In fact, flexibility as a whole is crucial to retaining elegance during a hypnosis session. This means not working off of a script. Scripts take a one-size-fits-all approach; given that every person and situation is highly unique, it is obvious why scripts are less than ideal. Preconcived scripts leave no room for the client to respond or for the hypnotherapist to customise the session. If the hypnotherapist doesn’t feel comfortable “hypnotising by the seat of his pants” and needs to rely on some sort of system, then a branching flow chart approach is more practical than a linear process. This is because flow charts allow for a variety of potential responses and results to each scenario as well as for greater modification to be made on the hypnotherapist’s behalf so that he may be able to meet his client’s needs.
In order to be adaptive, the hypnotherapist must have a “toolbox” of methods available. This means being knowledgeable about and comfortable using a variety of hypnotherapy methods from different schools of thought. While it is understandable for the hypnotherapist to have a preference or to even deem one certain technique more “universally effective” than another, it is still necessary to have as extensive a set of options to work from as possible in order to best suit the client’s situation. Some hypnotherapists find it an asset to have studied various neuro-linguistic programming tactics and to fuse them into general practice. Regardless, it is essential to maintain an open mind when learning hypnotherapy and to continuously broaden the pallet of skills from which to choose from.
As previously mentioned, elegance is based upon purity, sacrificing extravagance for quality. When it comes to hypnotherapy, the more tailored a session is, the more elegant it becomes. And, also as previously mentioned, to personalise the session the hypnotherapist must be flexible and know which hypnotic tools best suit the situation. The primary way of determining how to personalise the session is through direct feedback from the client. The hypnotherapist must to know if he is moving too quickly or slowly, or if his methods are effective or need to be tweaked. Furthermore, it is not reasonable to rely on the client to make mention if the hypnotherapist’s techniques are failing to get the desired result. Instead, it is the hypnotherapist’s responsibility to invoke feedback and dialogue to ensure that what he is doing is productive.
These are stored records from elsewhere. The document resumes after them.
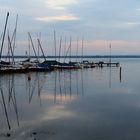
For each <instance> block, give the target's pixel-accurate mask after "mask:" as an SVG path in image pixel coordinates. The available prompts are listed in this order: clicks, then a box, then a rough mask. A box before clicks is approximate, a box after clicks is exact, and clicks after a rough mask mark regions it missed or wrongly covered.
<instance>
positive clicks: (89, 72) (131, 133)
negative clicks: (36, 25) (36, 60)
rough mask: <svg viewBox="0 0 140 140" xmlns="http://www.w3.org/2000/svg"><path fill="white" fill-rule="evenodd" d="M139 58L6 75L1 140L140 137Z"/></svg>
mask: <svg viewBox="0 0 140 140" xmlns="http://www.w3.org/2000/svg"><path fill="white" fill-rule="evenodd" d="M139 60H140V59H129V60H126V59H121V60H120V63H121V67H122V71H121V75H120V68H119V67H118V68H116V67H112V68H109V67H104V68H92V69H82V70H75V71H53V72H47V73H43V72H42V73H30V75H31V80H30V81H28V74H14V75H0V140H7V139H10V140H19V139H21V140H22V139H23V140H30V139H34V138H36V139H37V140H44V139H47V140H66V139H67V140H71V139H74V140H85V139H87V140H132V139H133V140H139V139H140V133H139V132H140V61H139ZM117 61H118V60H117ZM7 133H10V134H11V136H10V137H7V136H6V134H7Z"/></svg>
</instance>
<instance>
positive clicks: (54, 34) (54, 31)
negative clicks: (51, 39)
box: [54, 30, 56, 60]
mask: <svg viewBox="0 0 140 140" xmlns="http://www.w3.org/2000/svg"><path fill="white" fill-rule="evenodd" d="M54 50H55V60H56V32H55V30H54Z"/></svg>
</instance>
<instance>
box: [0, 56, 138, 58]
mask: <svg viewBox="0 0 140 140" xmlns="http://www.w3.org/2000/svg"><path fill="white" fill-rule="evenodd" d="M1 58H12V56H10V57H9V56H8V57H7V56H2V57H1ZM14 58H29V57H28V56H24V55H17V56H14ZM30 58H36V56H30ZM38 58H43V56H38ZM46 58H140V55H111V56H110V55H84V56H67V57H65V56H60V57H59V56H56V57H55V56H46Z"/></svg>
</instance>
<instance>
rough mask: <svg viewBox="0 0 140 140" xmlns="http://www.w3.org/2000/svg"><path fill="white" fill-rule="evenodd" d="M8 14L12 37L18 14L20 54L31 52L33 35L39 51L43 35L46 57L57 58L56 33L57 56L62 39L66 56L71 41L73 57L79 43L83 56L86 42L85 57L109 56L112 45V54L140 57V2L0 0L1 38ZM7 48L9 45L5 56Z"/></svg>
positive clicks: (62, 51) (62, 46)
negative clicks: (104, 54) (100, 55)
mask: <svg viewBox="0 0 140 140" xmlns="http://www.w3.org/2000/svg"><path fill="white" fill-rule="evenodd" d="M8 11H9V12H10V16H9V19H8V30H9V32H10V35H12V32H13V30H14V27H15V20H16V15H17V14H18V27H17V39H16V49H15V53H18V54H25V51H28V32H30V33H31V36H32V38H33V42H34V45H35V46H36V47H37V40H36V39H37V38H38V37H39V36H40V35H39V34H41V44H42V47H43V49H44V51H45V54H46V55H54V30H55V31H56V41H57V53H58V50H59V46H60V38H61V36H62V43H61V45H62V48H61V51H62V52H61V53H62V54H63V52H64V46H65V40H66V47H68V46H69V44H70V37H71V40H72V41H71V46H72V53H73V55H75V54H76V49H77V42H78V50H79V51H78V53H79V55H80V53H81V48H82V38H84V41H83V48H84V54H85V55H103V54H105V55H106V54H109V44H110V43H111V46H112V47H111V48H112V54H124V55H125V54H140V0H23V1H20V0H0V25H1V28H0V33H1V34H2V32H3V27H4V24H5V18H6V14H7V12H8ZM6 39H7V37H6ZM77 40H78V41H77ZM6 48H7V43H6V41H5V46H4V52H6ZM4 52H3V53H4Z"/></svg>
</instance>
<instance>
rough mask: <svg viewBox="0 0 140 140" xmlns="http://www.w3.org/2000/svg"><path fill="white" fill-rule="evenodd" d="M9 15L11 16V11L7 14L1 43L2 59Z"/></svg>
mask: <svg viewBox="0 0 140 140" xmlns="http://www.w3.org/2000/svg"><path fill="white" fill-rule="evenodd" d="M8 17H9V12H8V13H7V16H6V22H5V27H4V33H3V38H2V43H1V50H0V59H1V55H2V50H3V44H4V39H5V33H6V28H7V22H8Z"/></svg>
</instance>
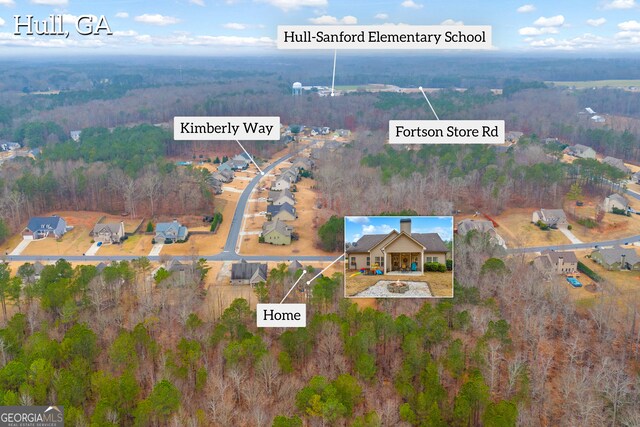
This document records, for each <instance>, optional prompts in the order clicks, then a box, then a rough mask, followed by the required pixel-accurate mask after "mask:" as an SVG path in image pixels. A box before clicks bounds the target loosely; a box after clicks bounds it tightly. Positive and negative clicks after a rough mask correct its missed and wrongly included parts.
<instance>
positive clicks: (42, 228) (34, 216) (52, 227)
mask: <svg viewBox="0 0 640 427" xmlns="http://www.w3.org/2000/svg"><path fill="white" fill-rule="evenodd" d="M61 219H62V218H60V217H59V216H46V217H42V216H34V217H33V218H31V219H30V220H29V224H27V228H28V229H29V230H31V231H38V230H55V229H56V228H57V227H58V225H60V220H61Z"/></svg>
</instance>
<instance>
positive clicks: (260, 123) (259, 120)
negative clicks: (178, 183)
mask: <svg viewBox="0 0 640 427" xmlns="http://www.w3.org/2000/svg"><path fill="white" fill-rule="evenodd" d="M173 138H174V139H175V140H176V141H226V140H233V139H237V140H243V141H278V140H279V139H280V117H277V116H270V117H249V116H242V117H222V116H218V117H201V116H200V117H174V119H173Z"/></svg>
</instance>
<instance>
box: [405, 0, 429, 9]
mask: <svg viewBox="0 0 640 427" xmlns="http://www.w3.org/2000/svg"><path fill="white" fill-rule="evenodd" d="M400 6H402V7H407V8H409V9H422V8H423V7H424V6H423V5H422V4H420V3H416V2H414V1H413V0H404V1H403V2H402V3H400Z"/></svg>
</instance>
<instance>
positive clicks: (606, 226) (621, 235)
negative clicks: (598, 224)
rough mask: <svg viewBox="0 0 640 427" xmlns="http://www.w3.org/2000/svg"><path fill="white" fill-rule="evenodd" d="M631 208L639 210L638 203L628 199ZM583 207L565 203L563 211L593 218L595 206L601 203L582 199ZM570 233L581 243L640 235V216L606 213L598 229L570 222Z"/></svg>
mask: <svg viewBox="0 0 640 427" xmlns="http://www.w3.org/2000/svg"><path fill="white" fill-rule="evenodd" d="M629 200H630V202H631V206H632V207H634V208H636V207H637V208H638V209H640V201H638V200H635V199H633V198H629ZM582 201H583V202H584V206H576V204H575V202H574V201H567V202H566V203H565V206H564V209H565V212H566V213H567V214H568V215H575V216H578V217H582V218H594V217H595V211H596V206H597V205H598V204H599V203H601V202H602V200H601V198H600V197H583V200H582ZM571 224H572V227H573V229H572V230H571V232H572V233H573V234H574V235H575V236H576V237H577V238H578V239H580V240H582V241H583V242H596V241H601V240H612V239H621V238H623V237H628V236H634V235H638V234H640V215H631V216H630V217H626V216H622V215H615V214H612V213H606V214H605V216H604V220H603V221H602V224H601V225H600V226H599V227H596V228H591V229H589V228H587V227H584V226H582V225H580V224H578V223H577V222H575V221H571Z"/></svg>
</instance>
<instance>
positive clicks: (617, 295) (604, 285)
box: [561, 249, 640, 307]
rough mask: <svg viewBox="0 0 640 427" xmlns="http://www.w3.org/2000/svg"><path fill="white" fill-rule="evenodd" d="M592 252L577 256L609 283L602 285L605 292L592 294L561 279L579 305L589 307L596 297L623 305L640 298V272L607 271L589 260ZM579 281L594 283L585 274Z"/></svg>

On the whole, the hypnotherapist must remember that while it is important to keep his client’s desired destination in mind, he needs to be flexible about the way he uses to get there. He needs to be attuned to subtle cues during the session and react accordingly. Hypnotherapy is not a rigid activity, like army boot-camp, meant to mould a person into a predetermined shape. Instead, it is an opportunity for a person to grow and come into their own as an individual. And it is up to the hypnotherapist to be keenly aware of how to best allow this event to take place.
Elegance is the surgeon who knows exactly where to make the incision so as to repair the unhealthy organ without damaging the surrounding tissue. It is the haiku poet whose short verse strikes like a sword, unleashing a powerful wave of emotion upon the reader. It is the judo master whose simple movement is so directed that it knocks his bewildered assailant to the ground. And it is the hypnotherapist who is so acutely aware of the details occurring within the session that he is able to harmonise his practice with his client’s needs.